「お腹を痛めてない」パパだって苦しんでる!他人のイクメン話は夫に悪影響なワケ (1/2ページ)
出産直後の大変な時期、「パパが育児に非協力的……」と嘆くママは多いもの。でも、その思いをパパにぶつけても、事はすんなりとは進みません。むしろ逆にヘソを曲げてしまう可能性大です。協力的でないパパをやる気にさせるには、どうしたらいいのでしょうか?

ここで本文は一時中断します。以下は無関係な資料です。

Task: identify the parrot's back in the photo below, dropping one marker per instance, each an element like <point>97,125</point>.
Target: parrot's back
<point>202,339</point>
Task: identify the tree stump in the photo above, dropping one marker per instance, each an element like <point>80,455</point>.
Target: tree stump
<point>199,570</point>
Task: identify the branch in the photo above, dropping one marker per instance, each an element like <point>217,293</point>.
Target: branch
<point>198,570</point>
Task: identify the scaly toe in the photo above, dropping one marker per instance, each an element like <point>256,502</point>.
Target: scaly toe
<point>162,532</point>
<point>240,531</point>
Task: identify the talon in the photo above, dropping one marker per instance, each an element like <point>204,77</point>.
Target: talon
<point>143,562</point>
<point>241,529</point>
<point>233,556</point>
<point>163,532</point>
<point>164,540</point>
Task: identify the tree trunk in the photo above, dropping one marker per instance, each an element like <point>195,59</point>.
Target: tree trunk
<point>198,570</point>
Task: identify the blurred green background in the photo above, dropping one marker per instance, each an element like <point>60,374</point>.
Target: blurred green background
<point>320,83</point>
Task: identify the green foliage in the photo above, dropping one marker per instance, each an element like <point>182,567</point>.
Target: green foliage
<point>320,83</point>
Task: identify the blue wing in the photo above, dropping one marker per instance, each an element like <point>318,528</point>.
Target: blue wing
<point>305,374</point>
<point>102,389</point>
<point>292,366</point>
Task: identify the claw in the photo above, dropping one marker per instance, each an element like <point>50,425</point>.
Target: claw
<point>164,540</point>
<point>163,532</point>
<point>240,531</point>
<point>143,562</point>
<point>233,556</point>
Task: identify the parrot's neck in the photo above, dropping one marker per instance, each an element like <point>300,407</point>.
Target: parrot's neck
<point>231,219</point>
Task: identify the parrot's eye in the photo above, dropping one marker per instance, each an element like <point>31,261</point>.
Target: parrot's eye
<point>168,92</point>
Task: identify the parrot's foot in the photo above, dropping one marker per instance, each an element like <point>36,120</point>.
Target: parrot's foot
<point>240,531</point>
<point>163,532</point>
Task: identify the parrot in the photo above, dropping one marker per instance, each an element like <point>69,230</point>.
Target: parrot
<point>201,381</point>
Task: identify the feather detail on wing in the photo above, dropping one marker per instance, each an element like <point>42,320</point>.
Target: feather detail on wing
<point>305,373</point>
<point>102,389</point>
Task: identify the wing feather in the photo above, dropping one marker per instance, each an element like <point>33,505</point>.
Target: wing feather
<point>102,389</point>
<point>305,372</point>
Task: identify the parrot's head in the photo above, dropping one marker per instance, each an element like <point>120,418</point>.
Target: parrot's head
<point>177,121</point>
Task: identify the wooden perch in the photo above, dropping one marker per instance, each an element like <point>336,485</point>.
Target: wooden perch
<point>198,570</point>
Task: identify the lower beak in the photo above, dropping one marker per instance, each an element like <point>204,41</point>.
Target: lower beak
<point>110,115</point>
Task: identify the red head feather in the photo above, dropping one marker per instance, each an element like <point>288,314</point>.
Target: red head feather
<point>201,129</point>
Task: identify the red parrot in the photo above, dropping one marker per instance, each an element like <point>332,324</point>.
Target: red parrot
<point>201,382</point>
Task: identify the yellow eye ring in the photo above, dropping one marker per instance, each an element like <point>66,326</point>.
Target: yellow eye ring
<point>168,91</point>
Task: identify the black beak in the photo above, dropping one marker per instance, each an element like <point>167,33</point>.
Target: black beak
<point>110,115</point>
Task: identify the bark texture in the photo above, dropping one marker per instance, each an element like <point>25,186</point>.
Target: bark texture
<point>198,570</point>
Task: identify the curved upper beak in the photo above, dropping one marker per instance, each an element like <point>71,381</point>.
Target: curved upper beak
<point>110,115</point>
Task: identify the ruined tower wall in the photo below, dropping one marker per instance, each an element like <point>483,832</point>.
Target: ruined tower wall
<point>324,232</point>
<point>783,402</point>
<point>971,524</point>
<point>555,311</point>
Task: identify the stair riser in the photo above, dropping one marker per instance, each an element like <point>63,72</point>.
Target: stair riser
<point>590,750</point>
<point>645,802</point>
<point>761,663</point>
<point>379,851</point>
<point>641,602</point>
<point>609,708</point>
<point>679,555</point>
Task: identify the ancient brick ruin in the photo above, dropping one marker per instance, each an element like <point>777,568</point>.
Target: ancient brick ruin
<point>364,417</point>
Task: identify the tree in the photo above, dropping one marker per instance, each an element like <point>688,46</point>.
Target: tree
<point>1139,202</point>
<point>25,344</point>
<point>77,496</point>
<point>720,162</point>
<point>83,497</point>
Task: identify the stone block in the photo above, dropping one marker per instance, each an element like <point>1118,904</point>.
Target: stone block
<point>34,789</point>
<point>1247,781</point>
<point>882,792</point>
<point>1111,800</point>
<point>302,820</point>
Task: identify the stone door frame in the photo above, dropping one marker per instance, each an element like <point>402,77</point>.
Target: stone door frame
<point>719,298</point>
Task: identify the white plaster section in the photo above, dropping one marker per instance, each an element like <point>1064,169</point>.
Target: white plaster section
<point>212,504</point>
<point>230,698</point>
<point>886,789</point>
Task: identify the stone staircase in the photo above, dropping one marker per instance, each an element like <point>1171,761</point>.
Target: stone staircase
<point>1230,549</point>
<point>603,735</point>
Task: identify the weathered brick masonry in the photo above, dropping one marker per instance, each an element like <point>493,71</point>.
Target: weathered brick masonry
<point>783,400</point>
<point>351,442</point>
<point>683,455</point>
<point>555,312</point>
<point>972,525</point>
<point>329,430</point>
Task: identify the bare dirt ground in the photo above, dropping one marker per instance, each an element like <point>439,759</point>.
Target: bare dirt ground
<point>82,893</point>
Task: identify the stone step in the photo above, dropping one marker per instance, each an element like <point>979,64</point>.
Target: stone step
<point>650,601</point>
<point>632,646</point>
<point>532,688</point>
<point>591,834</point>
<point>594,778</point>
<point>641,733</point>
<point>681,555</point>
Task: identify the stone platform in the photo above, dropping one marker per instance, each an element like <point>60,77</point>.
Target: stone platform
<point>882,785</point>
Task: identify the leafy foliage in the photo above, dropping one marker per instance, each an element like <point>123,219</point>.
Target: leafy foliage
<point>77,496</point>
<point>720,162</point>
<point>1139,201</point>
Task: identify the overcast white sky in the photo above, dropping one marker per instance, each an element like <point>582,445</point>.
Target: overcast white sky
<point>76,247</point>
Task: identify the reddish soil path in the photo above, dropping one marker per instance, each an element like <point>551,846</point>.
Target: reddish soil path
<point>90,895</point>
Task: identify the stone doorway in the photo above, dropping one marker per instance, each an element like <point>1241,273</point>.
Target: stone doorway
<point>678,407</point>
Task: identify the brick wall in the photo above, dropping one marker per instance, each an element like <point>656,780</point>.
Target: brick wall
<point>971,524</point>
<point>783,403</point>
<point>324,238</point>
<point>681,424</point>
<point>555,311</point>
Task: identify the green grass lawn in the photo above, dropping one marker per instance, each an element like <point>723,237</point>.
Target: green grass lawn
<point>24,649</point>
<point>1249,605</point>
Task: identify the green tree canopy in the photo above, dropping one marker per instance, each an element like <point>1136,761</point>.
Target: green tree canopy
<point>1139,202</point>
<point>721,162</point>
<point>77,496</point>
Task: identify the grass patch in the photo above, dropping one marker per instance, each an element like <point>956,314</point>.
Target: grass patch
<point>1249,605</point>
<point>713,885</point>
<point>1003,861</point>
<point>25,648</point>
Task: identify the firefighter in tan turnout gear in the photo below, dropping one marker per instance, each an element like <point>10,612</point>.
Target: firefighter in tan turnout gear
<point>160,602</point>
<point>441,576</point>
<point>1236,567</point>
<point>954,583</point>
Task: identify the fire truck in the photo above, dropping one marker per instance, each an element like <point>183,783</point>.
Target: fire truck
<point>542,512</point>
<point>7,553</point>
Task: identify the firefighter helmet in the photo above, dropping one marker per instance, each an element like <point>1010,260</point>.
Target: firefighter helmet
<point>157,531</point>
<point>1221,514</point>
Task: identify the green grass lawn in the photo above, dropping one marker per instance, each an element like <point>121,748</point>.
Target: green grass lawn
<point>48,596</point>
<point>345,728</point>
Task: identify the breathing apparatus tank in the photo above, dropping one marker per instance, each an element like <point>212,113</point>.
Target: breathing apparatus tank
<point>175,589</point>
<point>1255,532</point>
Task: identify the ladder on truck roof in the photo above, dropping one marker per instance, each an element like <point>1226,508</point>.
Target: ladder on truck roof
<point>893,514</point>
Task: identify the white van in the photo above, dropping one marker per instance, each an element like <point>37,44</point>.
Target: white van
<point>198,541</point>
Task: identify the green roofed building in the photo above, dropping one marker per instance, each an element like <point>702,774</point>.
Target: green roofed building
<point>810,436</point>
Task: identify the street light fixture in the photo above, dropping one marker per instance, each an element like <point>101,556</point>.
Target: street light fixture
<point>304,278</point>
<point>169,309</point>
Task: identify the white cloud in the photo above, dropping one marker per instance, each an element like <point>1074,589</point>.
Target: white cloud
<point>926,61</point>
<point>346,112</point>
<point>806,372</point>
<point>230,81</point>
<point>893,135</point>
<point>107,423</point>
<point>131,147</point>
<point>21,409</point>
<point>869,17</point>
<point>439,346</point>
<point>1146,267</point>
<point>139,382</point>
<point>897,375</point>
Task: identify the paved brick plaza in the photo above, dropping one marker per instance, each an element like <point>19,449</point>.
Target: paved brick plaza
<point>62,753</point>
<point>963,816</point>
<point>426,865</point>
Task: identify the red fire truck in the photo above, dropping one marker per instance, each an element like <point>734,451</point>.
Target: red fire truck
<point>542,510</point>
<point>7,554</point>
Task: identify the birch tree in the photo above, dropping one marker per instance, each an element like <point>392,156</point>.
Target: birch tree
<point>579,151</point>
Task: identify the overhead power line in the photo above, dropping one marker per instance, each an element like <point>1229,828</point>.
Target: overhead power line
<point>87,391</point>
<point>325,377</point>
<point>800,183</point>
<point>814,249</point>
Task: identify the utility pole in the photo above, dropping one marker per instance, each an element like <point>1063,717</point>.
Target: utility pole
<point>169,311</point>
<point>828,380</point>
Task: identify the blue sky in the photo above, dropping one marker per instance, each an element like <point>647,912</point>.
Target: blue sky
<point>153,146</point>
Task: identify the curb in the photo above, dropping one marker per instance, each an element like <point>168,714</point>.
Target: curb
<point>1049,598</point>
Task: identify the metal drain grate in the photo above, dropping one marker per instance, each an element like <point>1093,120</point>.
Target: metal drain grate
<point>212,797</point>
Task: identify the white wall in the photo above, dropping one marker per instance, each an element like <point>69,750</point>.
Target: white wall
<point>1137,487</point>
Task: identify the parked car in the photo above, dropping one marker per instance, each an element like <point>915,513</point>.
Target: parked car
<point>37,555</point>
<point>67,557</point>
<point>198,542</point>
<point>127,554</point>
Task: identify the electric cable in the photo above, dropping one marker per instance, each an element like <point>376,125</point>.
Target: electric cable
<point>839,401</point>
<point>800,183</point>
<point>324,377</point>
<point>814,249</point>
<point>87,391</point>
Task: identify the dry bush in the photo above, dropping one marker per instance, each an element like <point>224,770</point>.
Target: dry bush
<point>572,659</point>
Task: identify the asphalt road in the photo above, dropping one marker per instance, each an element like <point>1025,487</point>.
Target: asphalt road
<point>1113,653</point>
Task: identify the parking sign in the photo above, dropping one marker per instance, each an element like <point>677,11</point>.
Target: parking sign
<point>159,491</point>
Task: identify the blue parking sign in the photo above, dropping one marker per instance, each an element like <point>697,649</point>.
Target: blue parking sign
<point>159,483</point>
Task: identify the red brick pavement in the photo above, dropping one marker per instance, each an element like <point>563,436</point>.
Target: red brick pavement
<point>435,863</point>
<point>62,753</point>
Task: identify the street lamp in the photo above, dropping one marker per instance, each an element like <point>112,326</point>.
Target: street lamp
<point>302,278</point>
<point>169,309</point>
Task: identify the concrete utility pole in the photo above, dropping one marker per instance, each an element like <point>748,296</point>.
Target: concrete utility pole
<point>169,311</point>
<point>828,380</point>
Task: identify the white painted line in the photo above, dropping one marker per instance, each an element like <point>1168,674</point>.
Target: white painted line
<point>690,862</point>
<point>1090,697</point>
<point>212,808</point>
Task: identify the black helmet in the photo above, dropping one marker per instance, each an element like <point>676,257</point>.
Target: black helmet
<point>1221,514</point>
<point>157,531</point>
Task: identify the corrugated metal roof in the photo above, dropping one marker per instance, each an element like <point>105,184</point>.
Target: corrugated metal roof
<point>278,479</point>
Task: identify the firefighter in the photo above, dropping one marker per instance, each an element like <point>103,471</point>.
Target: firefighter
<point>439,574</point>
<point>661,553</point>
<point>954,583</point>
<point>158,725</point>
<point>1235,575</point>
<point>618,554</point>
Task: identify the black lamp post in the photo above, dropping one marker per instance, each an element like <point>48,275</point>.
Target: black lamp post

今日は、子どものココロ専門の育児相談室『ポジカフェ』を主宰する筆者が、パパのやる気をUPするコツをお伝えします。
■「お腹も痛めていない、ホルモンも変わらない」でもパパだって苦しんでいる!
ママが抱える育児の悩みとは違った悩みをパパたちは抱えています。
●スロースターターが「ロケットスタート」する難しさ
女性が、妊娠初期から出産までの月日をかけてママへの自覚を徐々に高めていくのに対し、男性は、生まれてきたわが子の顔を見た瞬間にパパの自覚が芽生えると言われています。実際、「出産まであまり実感がなかった」というのはよく聞く話。
生まれてきた瞬間に、一気にパパとしての現実に放り出されるために、とまどいが生まれます。スロースターターが、ある日、“ロケットスタート”を決めなくてはいけない……。これがパパという立場の難しさです。
●「イクメンブーム」が与えるプレッシャー
また、最近のイクメンブームも、気持ちが追いついていないパパにとっては向かい風になりがち。世間では、育児に積極的な男性にスポットライトが当たるため、余計に、出来ていない自分とのギャップに苦しんでしまうことになります。イクメンがよしとされる時代は、新米パパにとっては、なかなかやりづらい時代だったりするのです。
■パパにも産後うつ「パタニティー・ブルー」がある
このような“パパ特有の困難”を、周りが察し、理解してあげることは、実は非常に大事なこと。スルーしてしまうと、パパは葛藤を心にどんどんため込んでいき、やる気も失せていってしまいます。
実際に、パパにも産後うつが存在することも分かっていて、最近の国立成育医療研究センターなどが行った研究でも、産後、2割弱のパパが理由もなく不安になったり心配したりする“うつ傾向”を示すことがあることが判明しています。